The llm models mentioned in this document are LLaMA-2, Mistral, RepLLaMA, SGPT, GTR, and Udever.


In [34]:
response = query_engine.query(
    "Give me what is the llama-2"
)
print(response)

Llama-2 is an open foundation and fine-tuned chat model. It is a notable effort in bridging the gap between proprietary and open-source Language Model (LLM) systems. Llama-2 aims to enhance the capabilities of LLMs by incorporating external information and improving text embeddings.


In [36]:
len(response.source_nodes)

2

In [37]:
response = query_engine.query(
    "summarize document using 1000 words "
)
print(response)

The document provides instructions for various tasks and datasets used for evaluation. It also mentions the performance of different models on these tasks. However, there is no specific information about summarizing a document using 1000 words.


this is the challenge with query engine it wont track conversation happend in the past

## **for solving that ChatEngine came to picture **

# Chat Engine

In [38]:
chat_engine=index.as_chat_engine(retrievr=retriever,
                                 response_synthesizer=response_synthesizer)

In [40]:
response=chat_engine.chat(
    "what are the llm models author spoke in this document"
)
print(response)

The author mentioned two LLM models in the document: LLaMA-2 and Mistral.


In [42]:
response=chat_engine.chat(
    "what are the llm models author spoke in this document, i want all llm models, u gave response is Based on the document, the author mentioned two LLM models: LLaMA-2 and Mistral. but what are all these  RepLLaMA, SGPT, GTR, and Udever. "
)
print(response)

In addition to LLaMA-2 and Mistral, the author also mentioned other LLM models in the document. These include:

1. GPT-4: GPT-4 is a highly advanced LLM model, but it is proprietary and has limited technical details disclosed.

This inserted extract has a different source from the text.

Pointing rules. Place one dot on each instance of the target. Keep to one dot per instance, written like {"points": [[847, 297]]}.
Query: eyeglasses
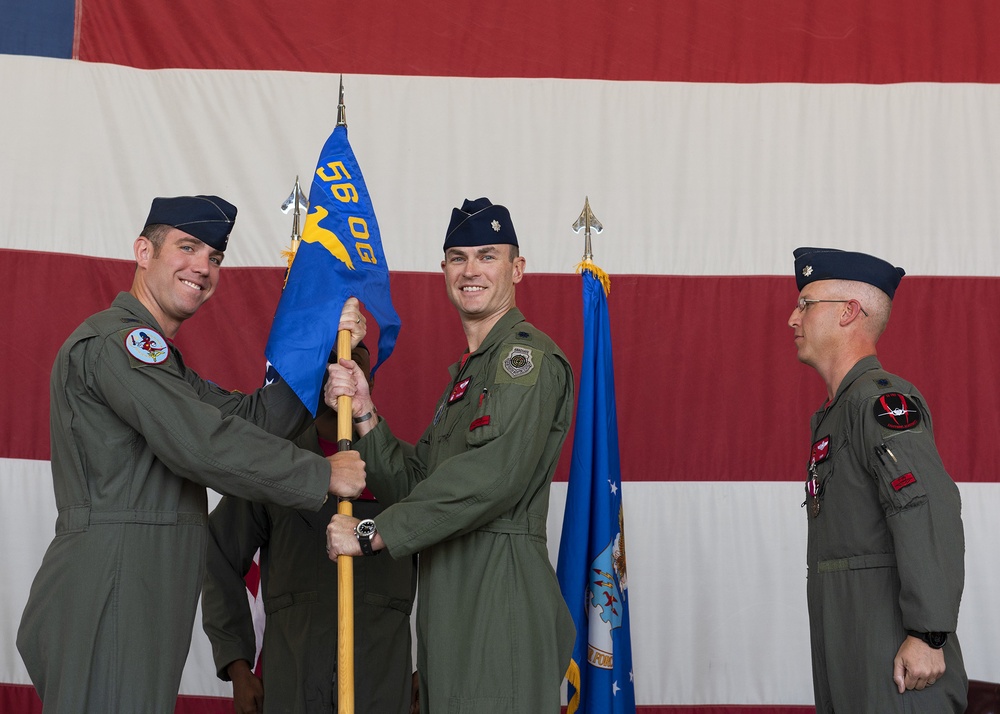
{"points": [[803, 303]]}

2. GPL: GPL is another LLM model, but specific details about it are not provided in the document.

3. ChatGPT: ChatGPT is an LLM model that excels in conversational tasks and natural language understanding.

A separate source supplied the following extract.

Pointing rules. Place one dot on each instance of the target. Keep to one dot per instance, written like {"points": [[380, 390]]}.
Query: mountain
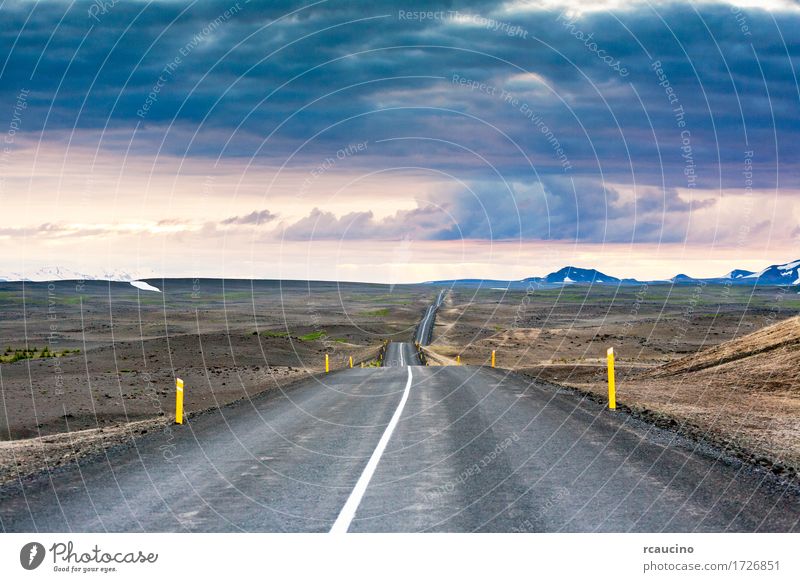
{"points": [[678, 279], [56, 273], [786, 274], [738, 274], [569, 275]]}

4. RepLLaMA: RepLLaMA is a model that enhances text embeddings based on LLMs.

5. SGPT: SGPT is another model that builds upon LLMs to improve text embeddings.

6. GTR: GTR is an LLM model that focuses on generating text responses.

7. Udever: Udever is an LLM model, but no specific details about it are mentioned in the document.

These are the LLM models mentioned in the document.


In [45]:
response = chat_engine.chat(
    "summarize document using 1000 words "
)
print(response)

The document discusses experiments conducted using synthetic data and the fine-tuning and evaluation of a model. The model achieved the highest average score on the MTEB benchmark, surpassing the previous state-of-the-art model by 2.4 points. The experiments involved using generated synthetic data and a collection of public datasets for training the model. The evaluation of the model on the MTEB benchmark took approximately 3 days using 8V100 GPUs. Notably, the model's performance remained competitive even when trained solely on synthetic data without any labeled data.